Our latest audiobook was the unabridged 20,000 Leagues Under the Sea read by Frederick Davidson. The book is like a deep sea version of The Swiss Family Robinson, in that it’s a story held together by an immense data dump of information about the natural world. That’s not all bad–we did learn a lot and basically enjoyed the book, but it was pretty long and not destined to be one of our favorites. I feel like the kids would have liked it better had they been reading it on their own rather than listening to it.

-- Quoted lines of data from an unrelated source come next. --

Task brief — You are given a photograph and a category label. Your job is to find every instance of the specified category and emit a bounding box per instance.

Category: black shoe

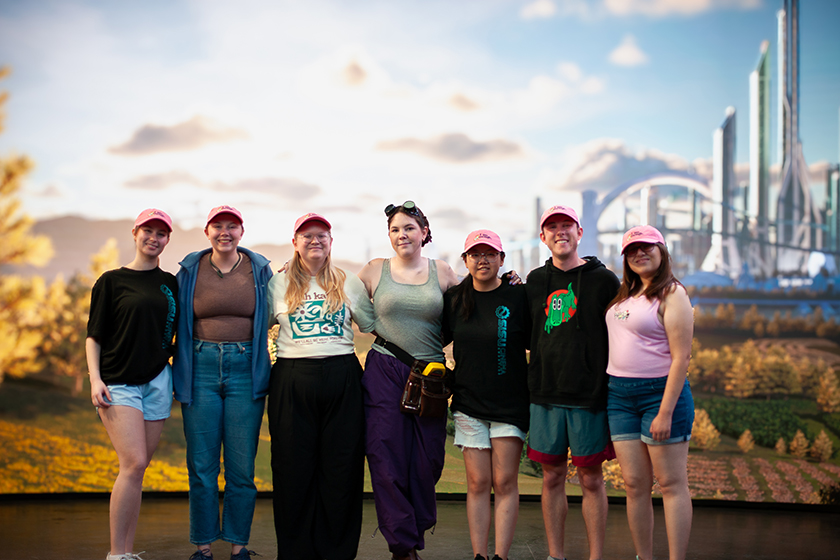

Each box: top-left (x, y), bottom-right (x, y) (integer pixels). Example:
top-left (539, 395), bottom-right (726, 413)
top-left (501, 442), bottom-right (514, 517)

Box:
top-left (230, 549), bottom-right (259, 560)
top-left (474, 555), bottom-right (488, 560)
top-left (491, 556), bottom-right (505, 560)
top-left (189, 551), bottom-right (213, 560)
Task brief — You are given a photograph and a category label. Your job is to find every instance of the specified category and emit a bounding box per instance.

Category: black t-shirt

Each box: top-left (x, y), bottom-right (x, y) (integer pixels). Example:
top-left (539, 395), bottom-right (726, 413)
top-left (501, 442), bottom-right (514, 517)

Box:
top-left (87, 267), bottom-right (179, 385)
top-left (443, 282), bottom-right (531, 432)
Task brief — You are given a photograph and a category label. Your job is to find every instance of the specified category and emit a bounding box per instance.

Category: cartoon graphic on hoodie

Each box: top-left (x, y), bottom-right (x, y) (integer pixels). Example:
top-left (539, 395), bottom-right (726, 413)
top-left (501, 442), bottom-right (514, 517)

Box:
top-left (545, 282), bottom-right (577, 332)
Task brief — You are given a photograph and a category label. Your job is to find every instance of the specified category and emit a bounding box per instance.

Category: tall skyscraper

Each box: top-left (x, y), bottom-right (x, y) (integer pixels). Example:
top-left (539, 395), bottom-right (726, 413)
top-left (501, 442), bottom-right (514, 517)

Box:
top-left (748, 40), bottom-right (772, 277)
top-left (776, 0), bottom-right (820, 272)
top-left (702, 107), bottom-right (740, 275)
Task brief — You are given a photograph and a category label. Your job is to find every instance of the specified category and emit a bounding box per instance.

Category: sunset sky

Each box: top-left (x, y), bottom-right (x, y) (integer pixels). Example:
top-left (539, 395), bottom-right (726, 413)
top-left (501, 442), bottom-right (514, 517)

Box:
top-left (1, 0), bottom-right (839, 266)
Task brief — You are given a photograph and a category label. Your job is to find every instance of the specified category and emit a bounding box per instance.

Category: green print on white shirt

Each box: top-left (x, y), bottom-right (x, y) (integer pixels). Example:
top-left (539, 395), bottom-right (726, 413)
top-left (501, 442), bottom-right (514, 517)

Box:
top-left (290, 298), bottom-right (346, 339)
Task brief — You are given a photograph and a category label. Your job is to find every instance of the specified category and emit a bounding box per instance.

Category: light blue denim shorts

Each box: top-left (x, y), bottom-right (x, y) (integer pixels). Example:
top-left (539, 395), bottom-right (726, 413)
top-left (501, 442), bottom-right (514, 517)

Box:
top-left (103, 364), bottom-right (173, 421)
top-left (453, 411), bottom-right (526, 450)
top-left (607, 375), bottom-right (694, 445)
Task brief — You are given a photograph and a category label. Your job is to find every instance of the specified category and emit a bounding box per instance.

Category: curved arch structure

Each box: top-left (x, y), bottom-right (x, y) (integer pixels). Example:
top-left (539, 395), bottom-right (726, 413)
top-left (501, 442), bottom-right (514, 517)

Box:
top-left (579, 171), bottom-right (712, 257)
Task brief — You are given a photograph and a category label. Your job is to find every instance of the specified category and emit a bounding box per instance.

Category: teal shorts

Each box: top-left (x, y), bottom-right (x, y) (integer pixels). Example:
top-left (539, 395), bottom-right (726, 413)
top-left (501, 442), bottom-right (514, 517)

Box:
top-left (527, 403), bottom-right (615, 467)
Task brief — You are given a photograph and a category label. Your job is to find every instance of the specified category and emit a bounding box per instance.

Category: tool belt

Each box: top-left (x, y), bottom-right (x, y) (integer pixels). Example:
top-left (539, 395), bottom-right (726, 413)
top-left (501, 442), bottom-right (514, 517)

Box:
top-left (375, 336), bottom-right (452, 418)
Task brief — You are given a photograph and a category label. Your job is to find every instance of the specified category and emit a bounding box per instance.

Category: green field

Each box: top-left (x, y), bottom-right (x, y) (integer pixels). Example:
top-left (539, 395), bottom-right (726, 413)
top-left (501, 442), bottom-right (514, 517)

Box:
top-left (2, 336), bottom-right (839, 503)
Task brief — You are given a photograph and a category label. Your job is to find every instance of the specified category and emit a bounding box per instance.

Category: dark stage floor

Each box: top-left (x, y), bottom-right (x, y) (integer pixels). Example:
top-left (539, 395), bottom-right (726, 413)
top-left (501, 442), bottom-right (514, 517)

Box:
top-left (1, 496), bottom-right (837, 559)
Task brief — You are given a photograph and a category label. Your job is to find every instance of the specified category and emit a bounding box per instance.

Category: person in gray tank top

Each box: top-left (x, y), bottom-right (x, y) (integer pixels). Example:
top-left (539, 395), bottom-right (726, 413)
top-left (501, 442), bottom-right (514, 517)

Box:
top-left (358, 201), bottom-right (459, 560)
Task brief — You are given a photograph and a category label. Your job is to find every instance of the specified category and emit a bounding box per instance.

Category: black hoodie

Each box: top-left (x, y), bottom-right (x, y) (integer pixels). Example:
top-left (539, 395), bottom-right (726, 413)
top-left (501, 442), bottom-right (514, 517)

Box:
top-left (525, 256), bottom-right (619, 408)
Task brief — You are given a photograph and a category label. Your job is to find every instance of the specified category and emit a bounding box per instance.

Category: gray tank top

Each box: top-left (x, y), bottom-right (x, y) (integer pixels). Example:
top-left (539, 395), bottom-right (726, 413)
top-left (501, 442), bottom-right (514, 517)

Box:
top-left (371, 258), bottom-right (445, 362)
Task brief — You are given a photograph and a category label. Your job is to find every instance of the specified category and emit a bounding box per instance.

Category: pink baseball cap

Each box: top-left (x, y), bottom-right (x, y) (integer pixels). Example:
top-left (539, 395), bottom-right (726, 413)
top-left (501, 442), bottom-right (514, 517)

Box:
top-left (206, 205), bottom-right (243, 226)
top-left (463, 229), bottom-right (503, 253)
top-left (133, 208), bottom-right (172, 232)
top-left (539, 205), bottom-right (579, 229)
top-left (294, 212), bottom-right (331, 233)
top-left (621, 225), bottom-right (665, 253)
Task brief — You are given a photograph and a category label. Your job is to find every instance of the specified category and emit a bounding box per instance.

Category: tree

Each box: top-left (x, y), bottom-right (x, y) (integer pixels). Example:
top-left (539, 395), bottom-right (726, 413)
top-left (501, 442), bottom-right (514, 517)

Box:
top-left (766, 311), bottom-right (781, 338)
top-left (796, 357), bottom-right (830, 398)
top-left (816, 369), bottom-right (840, 413)
top-left (775, 437), bottom-right (786, 455)
top-left (36, 240), bottom-right (119, 394)
top-left (0, 67), bottom-right (54, 382)
top-left (737, 430), bottom-right (755, 454)
top-left (810, 431), bottom-right (833, 462)
top-left (788, 430), bottom-right (809, 459)
top-left (724, 340), bottom-right (760, 398)
top-left (692, 409), bottom-right (720, 451)
top-left (755, 346), bottom-right (801, 398)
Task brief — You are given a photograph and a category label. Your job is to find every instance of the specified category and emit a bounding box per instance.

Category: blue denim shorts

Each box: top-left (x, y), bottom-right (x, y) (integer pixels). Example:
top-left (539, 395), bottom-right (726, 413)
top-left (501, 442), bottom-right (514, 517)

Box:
top-left (452, 411), bottom-right (525, 450)
top-left (607, 375), bottom-right (694, 445)
top-left (103, 364), bottom-right (173, 421)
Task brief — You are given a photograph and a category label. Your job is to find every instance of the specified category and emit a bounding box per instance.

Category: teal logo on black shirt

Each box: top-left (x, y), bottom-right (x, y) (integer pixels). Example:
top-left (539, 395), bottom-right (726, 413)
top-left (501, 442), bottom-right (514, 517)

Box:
top-left (495, 305), bottom-right (510, 375)
top-left (160, 284), bottom-right (176, 348)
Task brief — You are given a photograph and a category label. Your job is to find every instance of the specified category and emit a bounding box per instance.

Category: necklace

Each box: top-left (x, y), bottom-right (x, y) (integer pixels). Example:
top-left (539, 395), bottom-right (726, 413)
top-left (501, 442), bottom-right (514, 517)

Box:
top-left (209, 252), bottom-right (242, 279)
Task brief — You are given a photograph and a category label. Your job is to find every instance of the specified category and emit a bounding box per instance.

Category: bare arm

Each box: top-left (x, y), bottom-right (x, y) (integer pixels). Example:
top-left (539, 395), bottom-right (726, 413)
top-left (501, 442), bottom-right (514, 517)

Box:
top-left (86, 337), bottom-right (112, 408)
top-left (436, 259), bottom-right (460, 292)
top-left (649, 285), bottom-right (694, 442)
top-left (357, 258), bottom-right (384, 297)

We will be learning about Amy Carmichael during the first couple of weeks of school (which starts August 3 for us!) so Hannah and I pre-read The Hidden Jewel, a biography of sorts that mixed some fiction in with real events from Carmichael’s life in India. I didn’t try to read this one aloud because we’ve had mixed results from this series, but I thought it was fine from a personal reading perspective. The pictures, as with all of the books in this series of missionary biographies, are terrible. But the content is accessible and engaging and it’s a good introduction to Carmichael’s work, putting her mission to help children in context of the prevailing customs in that part of India at the time. I do think these authors do a good job of pointing out the ways that the missionaries they profile loved the people and cultures they served–dressing, acting, and speaking like their adopted cultures–while challenging the negative and dark aspects of that culture (in this case, selling small children into temple prostitution–don’t worry, this is glossed in the book–treating girls like chattel, etc). I like how this approach reinforces to kids that Christianity is not a western religion, and that all cultures, including our own, have good points as well as areas that need to be redeemed.

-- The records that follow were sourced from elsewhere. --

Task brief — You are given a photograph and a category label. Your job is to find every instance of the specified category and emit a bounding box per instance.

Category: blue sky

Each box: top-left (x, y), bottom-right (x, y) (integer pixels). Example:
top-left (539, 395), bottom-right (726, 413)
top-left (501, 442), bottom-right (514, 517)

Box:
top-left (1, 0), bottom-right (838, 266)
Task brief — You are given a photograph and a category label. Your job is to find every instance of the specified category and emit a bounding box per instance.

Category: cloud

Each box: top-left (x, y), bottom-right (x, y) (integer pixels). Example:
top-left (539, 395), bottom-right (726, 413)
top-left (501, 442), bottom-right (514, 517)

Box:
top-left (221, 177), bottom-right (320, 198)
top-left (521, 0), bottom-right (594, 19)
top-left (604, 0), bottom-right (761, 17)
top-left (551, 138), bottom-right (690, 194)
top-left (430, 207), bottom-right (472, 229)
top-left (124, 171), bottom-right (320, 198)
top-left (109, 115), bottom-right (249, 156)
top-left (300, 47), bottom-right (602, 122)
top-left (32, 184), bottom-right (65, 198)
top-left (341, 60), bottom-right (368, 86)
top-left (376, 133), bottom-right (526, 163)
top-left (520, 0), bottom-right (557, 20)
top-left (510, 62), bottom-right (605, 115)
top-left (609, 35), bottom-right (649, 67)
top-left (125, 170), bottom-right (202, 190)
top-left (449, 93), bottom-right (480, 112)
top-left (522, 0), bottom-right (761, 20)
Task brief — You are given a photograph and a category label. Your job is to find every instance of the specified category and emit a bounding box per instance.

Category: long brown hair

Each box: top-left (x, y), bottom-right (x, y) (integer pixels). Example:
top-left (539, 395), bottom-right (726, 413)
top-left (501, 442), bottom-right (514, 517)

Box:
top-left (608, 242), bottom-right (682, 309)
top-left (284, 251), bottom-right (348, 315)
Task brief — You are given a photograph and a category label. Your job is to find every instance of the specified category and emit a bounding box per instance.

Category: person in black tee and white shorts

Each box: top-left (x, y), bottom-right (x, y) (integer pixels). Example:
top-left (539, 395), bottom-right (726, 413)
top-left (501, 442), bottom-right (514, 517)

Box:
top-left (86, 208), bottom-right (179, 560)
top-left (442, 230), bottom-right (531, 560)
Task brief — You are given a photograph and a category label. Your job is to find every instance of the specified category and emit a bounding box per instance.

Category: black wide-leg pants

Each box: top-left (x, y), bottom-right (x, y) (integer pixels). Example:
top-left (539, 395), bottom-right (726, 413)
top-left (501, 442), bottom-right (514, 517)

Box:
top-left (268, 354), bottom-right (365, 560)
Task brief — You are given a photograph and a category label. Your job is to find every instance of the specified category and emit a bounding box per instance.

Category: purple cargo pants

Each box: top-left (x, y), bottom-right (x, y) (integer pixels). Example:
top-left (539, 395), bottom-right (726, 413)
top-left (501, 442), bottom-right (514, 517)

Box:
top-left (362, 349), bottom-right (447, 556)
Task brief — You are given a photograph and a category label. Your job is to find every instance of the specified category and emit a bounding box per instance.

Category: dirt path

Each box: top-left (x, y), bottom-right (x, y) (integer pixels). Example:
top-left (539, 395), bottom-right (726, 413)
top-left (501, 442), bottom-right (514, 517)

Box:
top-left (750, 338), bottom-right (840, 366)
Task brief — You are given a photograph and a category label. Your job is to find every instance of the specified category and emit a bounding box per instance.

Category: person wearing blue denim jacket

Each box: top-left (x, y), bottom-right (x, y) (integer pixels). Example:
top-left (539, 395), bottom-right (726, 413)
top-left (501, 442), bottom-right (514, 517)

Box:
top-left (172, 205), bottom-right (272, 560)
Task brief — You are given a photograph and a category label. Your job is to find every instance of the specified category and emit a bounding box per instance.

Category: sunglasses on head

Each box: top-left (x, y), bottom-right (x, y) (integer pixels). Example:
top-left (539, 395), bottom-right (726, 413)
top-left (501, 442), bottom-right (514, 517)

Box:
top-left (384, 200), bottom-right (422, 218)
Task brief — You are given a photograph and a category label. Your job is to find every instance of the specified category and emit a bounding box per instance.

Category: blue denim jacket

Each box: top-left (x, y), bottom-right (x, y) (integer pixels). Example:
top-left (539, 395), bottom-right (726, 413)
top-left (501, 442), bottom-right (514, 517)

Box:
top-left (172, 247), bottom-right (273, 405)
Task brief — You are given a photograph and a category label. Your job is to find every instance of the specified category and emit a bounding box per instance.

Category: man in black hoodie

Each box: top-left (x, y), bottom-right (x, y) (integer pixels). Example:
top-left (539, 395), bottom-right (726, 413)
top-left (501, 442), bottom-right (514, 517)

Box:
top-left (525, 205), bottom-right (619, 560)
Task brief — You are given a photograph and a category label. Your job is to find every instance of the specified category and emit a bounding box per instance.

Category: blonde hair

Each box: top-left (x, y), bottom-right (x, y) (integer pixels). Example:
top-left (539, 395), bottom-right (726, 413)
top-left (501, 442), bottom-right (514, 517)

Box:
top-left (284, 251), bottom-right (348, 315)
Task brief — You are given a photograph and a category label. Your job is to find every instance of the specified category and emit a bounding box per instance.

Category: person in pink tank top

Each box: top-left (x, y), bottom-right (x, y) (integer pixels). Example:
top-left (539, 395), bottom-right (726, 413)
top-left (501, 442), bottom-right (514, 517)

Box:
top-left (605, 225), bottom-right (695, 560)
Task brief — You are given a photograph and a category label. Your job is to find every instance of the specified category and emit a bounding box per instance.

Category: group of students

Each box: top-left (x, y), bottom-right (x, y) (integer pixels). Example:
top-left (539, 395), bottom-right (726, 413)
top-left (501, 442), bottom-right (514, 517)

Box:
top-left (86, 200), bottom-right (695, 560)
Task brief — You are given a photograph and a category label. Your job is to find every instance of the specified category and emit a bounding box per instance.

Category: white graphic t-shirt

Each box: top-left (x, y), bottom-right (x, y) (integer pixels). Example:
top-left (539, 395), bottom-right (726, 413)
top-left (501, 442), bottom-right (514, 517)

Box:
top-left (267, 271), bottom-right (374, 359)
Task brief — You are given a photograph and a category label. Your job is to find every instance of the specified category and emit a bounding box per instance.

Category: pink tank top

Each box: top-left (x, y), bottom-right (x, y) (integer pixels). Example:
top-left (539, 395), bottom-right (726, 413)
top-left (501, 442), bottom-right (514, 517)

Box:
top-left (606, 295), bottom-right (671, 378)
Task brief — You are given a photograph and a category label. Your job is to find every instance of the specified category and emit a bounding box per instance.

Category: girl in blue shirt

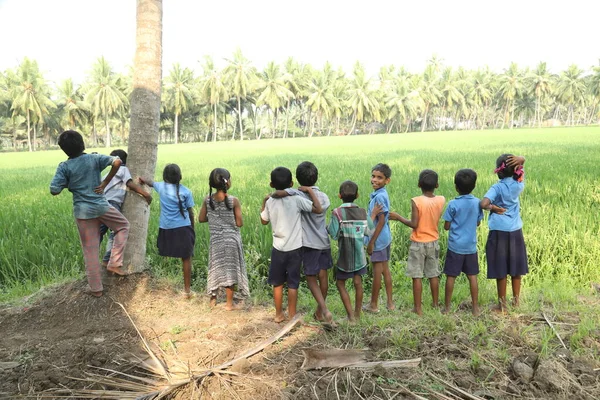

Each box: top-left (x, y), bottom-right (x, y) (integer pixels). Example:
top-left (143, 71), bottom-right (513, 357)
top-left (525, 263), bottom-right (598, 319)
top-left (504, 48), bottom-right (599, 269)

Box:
top-left (140, 164), bottom-right (195, 297)
top-left (480, 154), bottom-right (527, 313)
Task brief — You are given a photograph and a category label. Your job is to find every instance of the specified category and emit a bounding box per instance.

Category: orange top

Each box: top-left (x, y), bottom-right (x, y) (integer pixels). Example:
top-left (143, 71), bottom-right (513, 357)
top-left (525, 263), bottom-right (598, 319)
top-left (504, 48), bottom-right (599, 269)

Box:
top-left (410, 195), bottom-right (446, 242)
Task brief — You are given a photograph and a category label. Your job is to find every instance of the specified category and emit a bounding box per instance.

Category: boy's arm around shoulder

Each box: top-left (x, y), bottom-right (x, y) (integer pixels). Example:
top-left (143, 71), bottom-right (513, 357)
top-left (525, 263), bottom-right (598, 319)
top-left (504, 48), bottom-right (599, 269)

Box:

We listened to N. D. Wilson’s 100 Cupboards on audio while on our long car trip, and thought it was all right. I’m normally a huge fan of worlds-within-worlds type fantasy fiction, but somehow this one felt like it was trying a little too hard. The author’s style is a bit flowery (I just remembered that I read one of his non-fiction books and used the phrases “trying too hard” and “flowery” for that too). I’m not sure if we will get into the rest of the series. The premise is good, but none of us were overwhelmed by the story itself.
As we are seriously devoted E. Nesbit groupies around here, we were of course predisposed to be fond of The Magic City as a family read-aloud. If you can find a version with the original illustrations go for that–it’s worth it. In this story, two children who love to build cities and worlds actually find themselves transported into those cities and tasked with quests and adventures. Even as an adult I have to confess that I read this book and LONGED to get to explore the various dolls houses and fairy houses and worlds I played with as a kid. My kids play this way too, so we were pretty into the setting. Plus you get Nesbit’s charming writing and pesky villains and it all comes right in the end. Most satisfactory!

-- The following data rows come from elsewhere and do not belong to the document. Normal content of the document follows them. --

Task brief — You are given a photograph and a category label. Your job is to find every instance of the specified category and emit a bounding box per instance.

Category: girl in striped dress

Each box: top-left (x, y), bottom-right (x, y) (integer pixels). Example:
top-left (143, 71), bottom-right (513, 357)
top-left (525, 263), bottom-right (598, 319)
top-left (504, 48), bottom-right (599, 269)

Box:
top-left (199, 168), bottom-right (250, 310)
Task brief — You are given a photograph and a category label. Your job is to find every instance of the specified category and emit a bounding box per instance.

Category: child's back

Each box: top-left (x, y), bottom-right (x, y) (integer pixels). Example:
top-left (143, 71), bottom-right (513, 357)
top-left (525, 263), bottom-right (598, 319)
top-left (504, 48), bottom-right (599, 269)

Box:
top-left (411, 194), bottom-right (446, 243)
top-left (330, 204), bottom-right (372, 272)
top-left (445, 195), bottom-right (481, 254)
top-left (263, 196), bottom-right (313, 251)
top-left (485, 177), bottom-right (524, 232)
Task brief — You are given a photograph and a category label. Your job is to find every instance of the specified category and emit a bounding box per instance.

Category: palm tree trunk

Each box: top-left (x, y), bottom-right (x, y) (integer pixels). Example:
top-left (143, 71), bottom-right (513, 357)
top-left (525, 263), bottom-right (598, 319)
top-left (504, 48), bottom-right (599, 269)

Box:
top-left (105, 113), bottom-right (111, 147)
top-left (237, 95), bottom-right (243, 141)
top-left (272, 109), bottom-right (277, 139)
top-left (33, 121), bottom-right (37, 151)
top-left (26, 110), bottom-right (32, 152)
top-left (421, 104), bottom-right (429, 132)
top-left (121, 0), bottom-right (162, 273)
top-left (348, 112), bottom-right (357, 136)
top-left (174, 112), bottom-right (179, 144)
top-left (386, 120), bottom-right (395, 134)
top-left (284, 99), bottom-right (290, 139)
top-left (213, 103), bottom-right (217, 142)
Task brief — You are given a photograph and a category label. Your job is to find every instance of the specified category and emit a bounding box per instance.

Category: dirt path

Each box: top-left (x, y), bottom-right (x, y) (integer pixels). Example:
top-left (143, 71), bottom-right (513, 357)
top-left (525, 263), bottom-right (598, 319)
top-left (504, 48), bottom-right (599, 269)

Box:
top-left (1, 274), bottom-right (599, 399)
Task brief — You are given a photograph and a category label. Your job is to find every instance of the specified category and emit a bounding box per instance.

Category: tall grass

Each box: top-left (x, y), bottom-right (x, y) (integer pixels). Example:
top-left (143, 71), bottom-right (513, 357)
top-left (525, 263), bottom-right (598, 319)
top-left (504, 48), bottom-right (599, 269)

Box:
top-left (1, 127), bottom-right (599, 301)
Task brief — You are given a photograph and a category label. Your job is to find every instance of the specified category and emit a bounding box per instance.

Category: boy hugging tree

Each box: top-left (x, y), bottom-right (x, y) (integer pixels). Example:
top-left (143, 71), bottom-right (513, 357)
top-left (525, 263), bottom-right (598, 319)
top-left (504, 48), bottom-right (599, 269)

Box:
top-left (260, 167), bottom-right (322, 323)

Although we try to redeem car time by listening to audio books, I do really prefer to read the books out loud myself most of the time. This is one exception: The Trumpet of the Swan read by the author is really a gem. I love this story, and the kids did too, and I thought hearing the author’s voice (he has an accent that lends a sort of dry humor to lots of parts) was a really great way of experiencing the book. The audio book is also punctuated with trumpet music of the tunes described in the story, and that gives a fantastic effect. We all really enjoyed this and would highly recommend it.
This month I also reviewed the Wildwood trilogy and the Harry Potter series in separate posts, with notes about reading those to or with your kids.
What was your favorite read aloud from July?